Relator da Previdência quer negociar texto com líderes para aumentar chance de aprovação


Deputado Samuel Moreira (PSDB-SP) disse nesta sexta (31) que pode apresentar parecer na próxima semana. Presidente da Câmara quer colocar PEC da Previdência em votação em julho. O relator da proposta de reforma da Previdência na comissão especial da Câmara, deputado Samuel Moreira (PSDB-SP)
Pablo Valadares/Câmara dos Deputados
Relator da reforma da Previdência na comissão especial da Câmara, o deputado federal Samuel Moreira (PSDB-SP) disse nesta sexta-feira (31) que pretende conversar com líderes partidários para construir um parecer com “tendência de ser aprovado pela grande maioria”.
O parlamentar tucano afirmou que deve apresentar o relatório no final da semana que vem ou no início da semana seguinte, atendendo a um pedido do presidente da Câmara, Rodrigo Maia (DEM-RJ).
Relatório da reforma da Previdência pode ser entregue na semana que vem
A proposta que altera as regras de aposentadoria é uma das principais apostas do governo Jair Bolsonaro para recuperar as contas públicas.
Entenda ponto a ponto a PEC da Previdência
A intenção de Maia é que o texto da reforma da Previdência seja votado em junho na comissão especial e, no mês seguinte, no plenário da Câmara. Para viabilizar a votação neste prazo, Moreira pretende construir um texto com o maior consenso possível entre as legendas.

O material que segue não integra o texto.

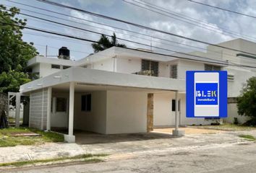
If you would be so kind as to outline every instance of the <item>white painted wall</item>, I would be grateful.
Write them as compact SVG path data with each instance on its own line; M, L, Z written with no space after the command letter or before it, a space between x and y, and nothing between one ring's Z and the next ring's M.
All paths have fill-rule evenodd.
M141 59L116 58L116 72L133 74L141 71Z
M205 65L203 63L193 62L189 61L179 60L178 63L178 79L186 79L187 71L203 71Z
M114 58L109 58L91 64L93 69L114 71Z
M238 115L236 103L230 103L228 105L228 117L223 118L223 122L233 123L234 117L237 117L239 124L244 123L249 120L249 117Z
M180 99L179 124L184 125L208 125L211 120L204 118L186 117L186 95L179 94ZM175 112L171 111L171 100L175 99L175 93L155 93L153 108L153 125L155 127L168 127L175 125Z
M91 94L91 111L81 110L81 97ZM106 133L106 92L98 91L74 94L74 128L83 130Z
M55 128L68 128L69 125L69 97L68 92L56 92L52 93L52 112L51 115L51 126ZM67 109L65 112L57 112L56 98L67 99Z
M158 63L158 76L170 77L170 66L167 63L159 62Z
M61 69L52 68L51 63L40 63L40 77L47 76L59 71Z
M146 132L147 103L145 92L108 91L106 133Z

“A disposição que ele [Maia] tem – e a minha também coincide com a dele – é de conversar antes com os líderes para construir um bom relatório, um relatório que vá à comissão já com uma tendência de ser aprovado pela grande maioria e que também já seja um relatório preparado para ir, logo após a comissão, sendo aprovado, ao plenário, também com a composição de uma grande maioria”, disse o relator nesta sexta-feira a jornalistas.
Samuel Moreira falou com repórteres sobre o andamento da proposta de reforma da Previdência ao chegar para a convenção nacional do PSDB, realizada em Brasília, que vai eleger o novo presidente da sigla. Na conversa com a imprensa, o relator destacou que o partido dele sempre foi “reformista” e que a sigla atua para servir o Brasil, e não o governo.
“Não estamos aqui para servir ao governo. O PSDB não está a serviço do governo. O PSDB está a serviço do Brasil. É um partido reformista, sempre apoiamos as reformas da Previdência: do Lula, da Dilma, do Fernando Henrique. Nós entendemos que é preciso reformar a Previdência”, enfatizou.
Emendas
Termina prazo para apresentar emendas à reforma da Previdência
Samuel Moreira também citou nesta sexta-feira as emendas apresentadas pelos deputados como sugestões de mudança no texto enviado pelo governo. O prazo para a apresentação terminou nesta quinta-feira (30).
Foram mais de 270 emendas. A maioria a favor de manter como é hoje o Benefício de Prestação Continuada (BPC), pago a idosos carentes, e suavizar mudanças na aposentadoria rural e dos professores.
O relator afirmou que ainda não as analisou em profundidade. Ele, entretanto, sinalizou ainda que deve manter o sistema de capitalização em seu parecer, mas ressaltou que a questão ainda está em análise e que a sua preocupação maior é com a economia que a reforma poderá gerar aos cofres públicos.
“Não há conclusão ainda. Nosso desejo é manter a capitalização, mas este é um dos temas também bem polêmicos e, neste momento, ao meu ver, o mais importante é equilibrar as contas da Previdência.”
Texto alternativo
Nesta quinta-feira, o PL (antigo PR) apresentou um texto substitutivo à reforma da Previdência na comissão especial da Câmara que analisa o tema. Um substitutivo é um texto alternativo que pode ser proposto durante a tramitação de uma matéria no Congresso.
Integrante do Centrão, o PL é o partido do presidente da comissão especial, deputado Marcelo Ramos (PL-AM).
O texto do PL, entre outros ponto:
excluir da reforma o sistema de capitalização;
manter a aposentadoria especial para professores nos moldes como é atualmente;
desconstitucionalizar o tema da Previdência, para facilitar futuras alterações (este ponto coincide com a proposta do governo);
excluir da reforma os regimes próprios de servidores públicos estaduais e municipais;
excluir da reforma as alterações no benefício de prestação continuada (BPC) e na aposentadoria rural.